Meurtre de Vanesa Campos au Bois de Boulogne : neuf hommes renvoyés aux assises

Vanesa Campos, une prostituée trans, avait été tuée par balle, en 2018, dans le bois de Boulogne. Les trois principaux suspects seront jugés pour « meurtre en bande organisée ».

Vanesa Campos avait été tuée, en 2018, au bois de Boulogne.
Vanesa Campos avait été tuée, en 2018, au bois de Boulogne. DR

Neuf hommes, dont trois sont accusés du meurtre en 2018 dans le bois de Boulogne de Vanesa Campos, une prostituée trans de 36 ans, sont renvoyés aux assises, a-t-on appris lundi de source judiciaire, confirmant une information du Monde.

Dans la nuit du 16 au 17 août 2018, route du Pré-Catelan, Vanesa Campos était retrouvée agonisante près de son abri de fortune. Quelques minutes avant, la prostituée avait alerté les autres prostituées autour d’elle en hurlant leur cri d’alerte. Celles-ci n’avaient rien pu faire et avaient entendu trois détonations.

Pour ce crime, qui avait mis en lumière les agressions récurrentes des prostituées en bordure de Paris, un juge d’instruction a ordonné que les trois principaux suspects soient jugés pour « meurtre en bande organisée ». Le magistrat n’a pas suivi les réquisitions du parquet qui retenait la préméditation et réclamait un procès pour « assassinats » contre ces trois hommes d’une vingtaine d’années : Mahmoud K., un Égyptien désigné comme l’auteur du tir mortel, ainsi qu’Ali A. et Karim I., accusés d’avoir porté des coups de couteau et de matraque.

« Une expédition punitive » des Egyptiens

Six autres hommes sont renvoyés pour « association de malfaiteurs en vue de la commission d’un crime ». Un dixième suspect, mineur lors des faits, est renvoyé pour vol devant un tribunal pour enfants, a précisé la source judiciaire. Tous sont issus d’un groupe de jeunes hommes, essentiellement d’origine égyptienne, qui rapinaient depuis de longues semaines les clients des prostituées pendant les passes.
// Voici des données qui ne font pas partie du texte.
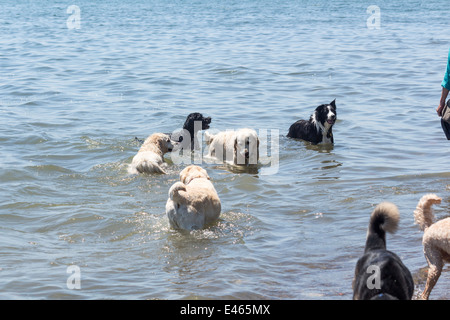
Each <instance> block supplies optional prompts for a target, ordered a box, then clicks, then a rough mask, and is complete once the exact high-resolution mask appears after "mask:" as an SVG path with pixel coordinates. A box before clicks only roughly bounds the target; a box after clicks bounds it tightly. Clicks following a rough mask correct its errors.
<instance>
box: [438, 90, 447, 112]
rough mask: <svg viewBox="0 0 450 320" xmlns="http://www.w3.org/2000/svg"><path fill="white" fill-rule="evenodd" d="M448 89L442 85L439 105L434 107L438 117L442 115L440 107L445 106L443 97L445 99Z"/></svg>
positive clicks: (444, 99) (446, 96)
mask: <svg viewBox="0 0 450 320" xmlns="http://www.w3.org/2000/svg"><path fill="white" fill-rule="evenodd" d="M448 92H449V90H448V89H447V88H446V87H442V93H441V100H440V101H439V106H438V108H437V109H436V112H437V113H438V115H439V117H442V114H441V112H442V109H444V106H445V99H447V96H448Z"/></svg>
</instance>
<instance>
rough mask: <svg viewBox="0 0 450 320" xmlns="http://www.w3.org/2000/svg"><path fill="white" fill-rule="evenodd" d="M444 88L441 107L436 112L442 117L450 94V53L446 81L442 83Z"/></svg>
mask: <svg viewBox="0 0 450 320" xmlns="http://www.w3.org/2000/svg"><path fill="white" fill-rule="evenodd" d="M441 86H442V93H441V100H440V101H439V107H437V109H436V112H437V113H438V115H439V116H440V117H441V116H442V114H441V112H442V109H443V108H444V106H445V99H447V96H448V92H449V90H450V51H449V52H448V62H447V71H446V72H445V75H444V80H442V83H441Z"/></svg>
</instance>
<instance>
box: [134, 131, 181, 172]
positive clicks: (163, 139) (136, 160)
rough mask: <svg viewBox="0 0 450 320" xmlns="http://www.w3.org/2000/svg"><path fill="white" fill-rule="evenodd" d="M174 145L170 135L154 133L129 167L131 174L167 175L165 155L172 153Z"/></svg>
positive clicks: (161, 133)
mask: <svg viewBox="0 0 450 320" xmlns="http://www.w3.org/2000/svg"><path fill="white" fill-rule="evenodd" d="M172 149H173V144H172V142H171V140H170V137H169V135H167V134H164V133H154V134H152V135H151V136H149V137H148V138H147V139H146V140H145V141H144V144H143V145H142V146H141V148H140V149H139V151H138V153H137V154H136V155H135V156H134V157H133V160H132V161H131V164H130V165H129V167H128V172H129V173H130V174H138V173H163V174H164V173H166V172H165V171H164V167H166V166H167V163H166V162H164V154H165V153H167V152H171V151H172Z"/></svg>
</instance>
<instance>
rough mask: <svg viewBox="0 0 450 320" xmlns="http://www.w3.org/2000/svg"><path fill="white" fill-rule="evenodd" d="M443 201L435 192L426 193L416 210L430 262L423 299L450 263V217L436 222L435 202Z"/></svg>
mask: <svg viewBox="0 0 450 320" xmlns="http://www.w3.org/2000/svg"><path fill="white" fill-rule="evenodd" d="M439 203H441V198H439V197H438V196H437V195H435V194H426V195H424V196H423V197H422V198H421V199H420V201H419V203H418V204H417V207H416V210H415V211H414V222H415V223H416V224H418V225H419V227H420V229H422V230H423V231H424V234H423V238H422V243H423V252H424V254H425V258H426V259H427V262H428V266H429V269H428V277H427V283H426V285H425V289H424V290H423V293H422V297H421V298H422V299H425V300H427V299H428V297H429V296H430V293H431V290H433V287H434V285H435V284H436V282H437V281H438V279H439V276H440V275H441V272H442V268H443V267H444V264H445V263H446V262H447V263H450V218H445V219H442V220H439V221H437V222H434V221H433V220H434V215H433V211H432V207H431V206H432V205H433V204H439Z"/></svg>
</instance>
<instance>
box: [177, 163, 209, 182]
mask: <svg viewBox="0 0 450 320" xmlns="http://www.w3.org/2000/svg"><path fill="white" fill-rule="evenodd" d="M197 178H203V179H208V180H210V178H209V176H208V173H207V172H206V170H205V169H203V168H202V167H199V166H196V165H190V166H187V167H186V168H184V169H183V170H182V171H181V172H180V181H181V182H183V183H184V184H189V182H191V181H192V180H194V179H197Z"/></svg>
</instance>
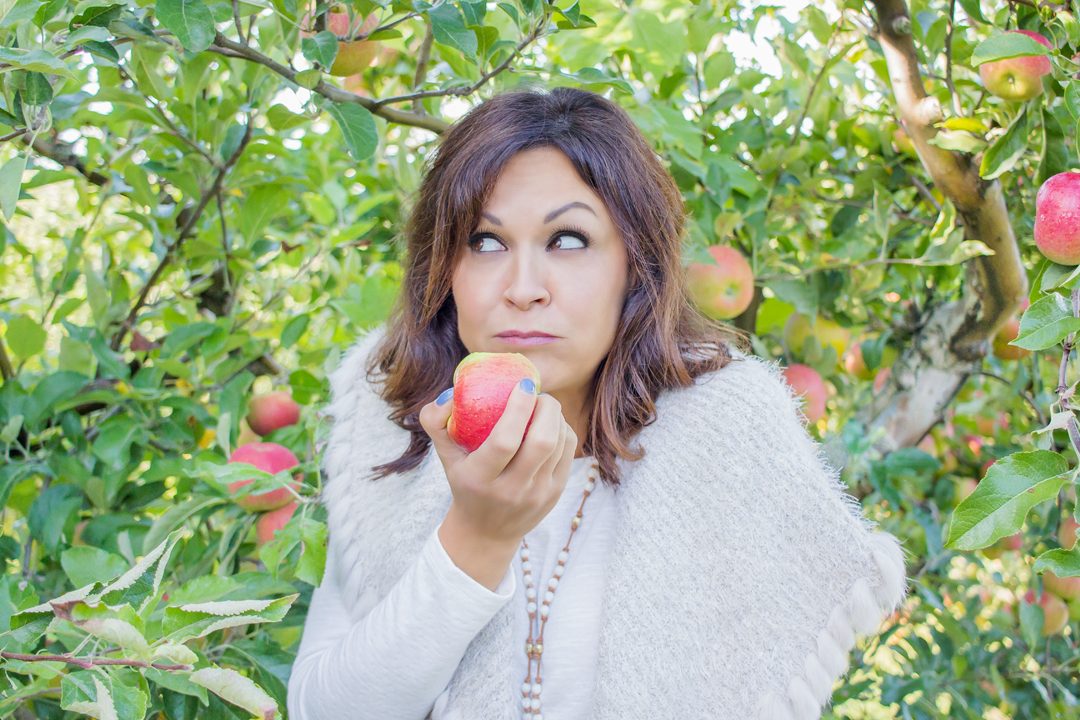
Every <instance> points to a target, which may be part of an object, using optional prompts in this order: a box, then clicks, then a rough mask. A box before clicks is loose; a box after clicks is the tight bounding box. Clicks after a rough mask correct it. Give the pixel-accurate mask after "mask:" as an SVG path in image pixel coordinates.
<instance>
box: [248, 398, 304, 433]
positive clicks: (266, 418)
mask: <svg viewBox="0 0 1080 720" xmlns="http://www.w3.org/2000/svg"><path fill="white" fill-rule="evenodd" d="M299 419H300V406H299V405H297V404H296V400H294V399H293V396H292V395H289V394H288V391H286V390H279V391H275V392H272V393H266V394H264V395H258V396H256V397H253V398H252V402H251V403H248V405H247V418H246V420H247V424H248V425H251V427H252V430H253V431H255V433H256V434H258V435H269V434H270V433H271V432H273V431H275V430H278V429H279V427H285V426H286V425H293V424H296V421H297V420H299Z"/></svg>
Ils entretenaient un climat de « terreur », selon les réquisitions du parquet, qui avait amené les Sud-Américaines à riposter et à engager un homme, « Takaré », pour se protéger.

Le soir du meurtre les Égyptiens avaient organisé « une expédition punitive », selon l’accusation. Armés de bombes lacrymogènes, d’un couteau, de tasers, voire de branches arrachées aux arbres. Ils détenaient aussi un revolver subtilisé une semaine plus tôt dans la voiture d’un policier alors qu’il se trouvait avec une prostituée.

Le Syndicat du Travail sexuel et l’association de défense des personnes trans Acceptess-T avaient incriminé la loi d’avril 2016 qui pénalise les clients des prostituées, obligeant celles-ci à s’isoler à l’écart de la police et à s’exposer davantage aux agressions. De nombreuses manifestations, en hommage à Vanesa Campos, avaient été organisées à l’époque.